Following a January 12th meeting with the Taoiseach, and other State bodies concerned with responding to floods, Insurers Ireland said on Tuesday that for demountable flood defences to be effective, there needed to be accurate forecasting and alert systems, effective mobilisation and timely use of temporary barriers.
“While demountable flood defences are effective where correctly deployed, there are significant interdependencies, including manual intervention, which significantly increase the risk of failure, particularly over time,” said Insurance Ireland.
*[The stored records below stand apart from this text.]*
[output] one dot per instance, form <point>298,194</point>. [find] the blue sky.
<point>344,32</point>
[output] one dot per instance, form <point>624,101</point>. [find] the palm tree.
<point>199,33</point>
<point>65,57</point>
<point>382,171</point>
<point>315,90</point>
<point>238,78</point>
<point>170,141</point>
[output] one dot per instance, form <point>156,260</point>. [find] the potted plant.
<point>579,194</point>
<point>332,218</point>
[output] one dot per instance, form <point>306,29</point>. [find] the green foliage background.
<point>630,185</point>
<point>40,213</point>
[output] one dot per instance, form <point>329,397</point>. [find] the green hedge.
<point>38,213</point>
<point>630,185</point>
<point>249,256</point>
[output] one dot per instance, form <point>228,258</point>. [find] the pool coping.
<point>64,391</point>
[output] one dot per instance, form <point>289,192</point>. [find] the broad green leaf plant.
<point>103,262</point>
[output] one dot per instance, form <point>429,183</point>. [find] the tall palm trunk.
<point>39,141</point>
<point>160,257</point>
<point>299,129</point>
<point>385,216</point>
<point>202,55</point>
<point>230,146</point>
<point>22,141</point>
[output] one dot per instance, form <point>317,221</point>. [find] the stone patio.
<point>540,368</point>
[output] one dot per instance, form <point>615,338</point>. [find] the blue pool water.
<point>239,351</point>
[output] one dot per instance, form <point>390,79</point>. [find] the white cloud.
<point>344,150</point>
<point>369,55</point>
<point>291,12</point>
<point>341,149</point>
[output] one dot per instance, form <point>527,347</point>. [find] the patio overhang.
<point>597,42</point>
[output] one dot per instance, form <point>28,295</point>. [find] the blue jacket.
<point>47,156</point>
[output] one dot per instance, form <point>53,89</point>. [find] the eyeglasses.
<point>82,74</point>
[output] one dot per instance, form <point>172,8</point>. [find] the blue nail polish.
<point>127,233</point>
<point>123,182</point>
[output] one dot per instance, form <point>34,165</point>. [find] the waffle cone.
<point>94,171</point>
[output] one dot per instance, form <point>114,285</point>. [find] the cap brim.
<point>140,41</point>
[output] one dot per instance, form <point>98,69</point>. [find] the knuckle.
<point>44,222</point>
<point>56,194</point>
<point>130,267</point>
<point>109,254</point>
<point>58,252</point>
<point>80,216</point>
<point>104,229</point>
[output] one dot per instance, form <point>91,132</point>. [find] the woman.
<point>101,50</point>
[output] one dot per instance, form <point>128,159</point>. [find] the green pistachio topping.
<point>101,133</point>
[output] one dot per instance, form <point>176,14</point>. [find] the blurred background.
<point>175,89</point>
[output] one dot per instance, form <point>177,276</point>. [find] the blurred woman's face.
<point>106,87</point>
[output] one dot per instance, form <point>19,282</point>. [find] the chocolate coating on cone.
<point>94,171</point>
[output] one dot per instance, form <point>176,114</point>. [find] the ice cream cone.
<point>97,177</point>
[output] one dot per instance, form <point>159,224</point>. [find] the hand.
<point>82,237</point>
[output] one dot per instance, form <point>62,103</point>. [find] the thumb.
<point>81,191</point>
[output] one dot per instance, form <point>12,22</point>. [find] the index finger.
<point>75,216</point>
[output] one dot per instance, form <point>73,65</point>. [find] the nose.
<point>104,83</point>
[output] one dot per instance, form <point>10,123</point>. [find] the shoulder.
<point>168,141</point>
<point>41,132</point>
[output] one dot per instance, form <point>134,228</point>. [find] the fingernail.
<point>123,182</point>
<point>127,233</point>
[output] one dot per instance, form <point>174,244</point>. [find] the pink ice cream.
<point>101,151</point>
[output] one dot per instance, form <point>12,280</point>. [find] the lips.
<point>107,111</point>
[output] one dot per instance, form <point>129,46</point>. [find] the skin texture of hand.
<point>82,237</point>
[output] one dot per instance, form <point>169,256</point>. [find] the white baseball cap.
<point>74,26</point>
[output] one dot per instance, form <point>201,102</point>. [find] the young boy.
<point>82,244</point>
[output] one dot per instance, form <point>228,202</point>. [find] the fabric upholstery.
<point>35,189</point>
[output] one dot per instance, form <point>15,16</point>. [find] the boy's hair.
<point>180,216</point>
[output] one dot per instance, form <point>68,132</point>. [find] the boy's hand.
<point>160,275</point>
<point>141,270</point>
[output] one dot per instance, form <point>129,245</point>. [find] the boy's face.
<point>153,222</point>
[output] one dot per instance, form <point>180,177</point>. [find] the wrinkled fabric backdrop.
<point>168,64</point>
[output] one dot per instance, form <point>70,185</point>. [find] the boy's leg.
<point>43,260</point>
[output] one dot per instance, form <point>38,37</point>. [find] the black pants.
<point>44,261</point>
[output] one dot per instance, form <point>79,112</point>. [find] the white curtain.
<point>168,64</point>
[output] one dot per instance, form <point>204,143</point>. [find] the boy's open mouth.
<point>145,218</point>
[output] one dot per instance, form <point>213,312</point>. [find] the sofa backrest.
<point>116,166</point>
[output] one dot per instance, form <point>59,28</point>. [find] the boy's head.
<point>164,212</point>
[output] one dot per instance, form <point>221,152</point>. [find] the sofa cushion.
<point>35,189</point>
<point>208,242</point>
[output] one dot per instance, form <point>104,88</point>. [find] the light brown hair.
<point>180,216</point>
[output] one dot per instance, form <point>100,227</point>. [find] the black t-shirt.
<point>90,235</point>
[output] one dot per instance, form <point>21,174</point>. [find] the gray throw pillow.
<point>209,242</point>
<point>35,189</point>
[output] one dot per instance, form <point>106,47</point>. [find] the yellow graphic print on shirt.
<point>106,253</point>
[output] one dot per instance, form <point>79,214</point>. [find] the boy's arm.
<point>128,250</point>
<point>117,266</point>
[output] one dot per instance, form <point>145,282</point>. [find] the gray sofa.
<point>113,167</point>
Its members, it added, “have concerns about demountable defences”.
Reacting on Wednesday, the OPW, which has responsibility for all flood remediation work, as well as the Catchment Flood Risk Assessment and Management (Cfram) project which is nearing completion, said: “Flood defence schemes designed by the OPW are adaptable for climate change and demountable defences are an integral part of flood defence schemes in most jurisdictions.”
The industry statement rejected assertions that insurers “cherry pick” properties at low risk to insure, while refusing to cover other properties, even in areas where permanent flood risk remediation works have been completed and shown to work.
It claimed that flood cover “is provided in approximately 98 per cent of property policies nationally” which it described as very high by European standards.
The body claimed that 86 per cent of properties in flood risk areas where permanent flood alleviating measures had been installed were covered for flood risk.
The Department of the Taoiseach said: “The response from the insurance industry following the meeting with the Taoiseach and Ministers on January 12th will be taken into account in the Department of Finance review of insurance issues which will be completed by June 2016.”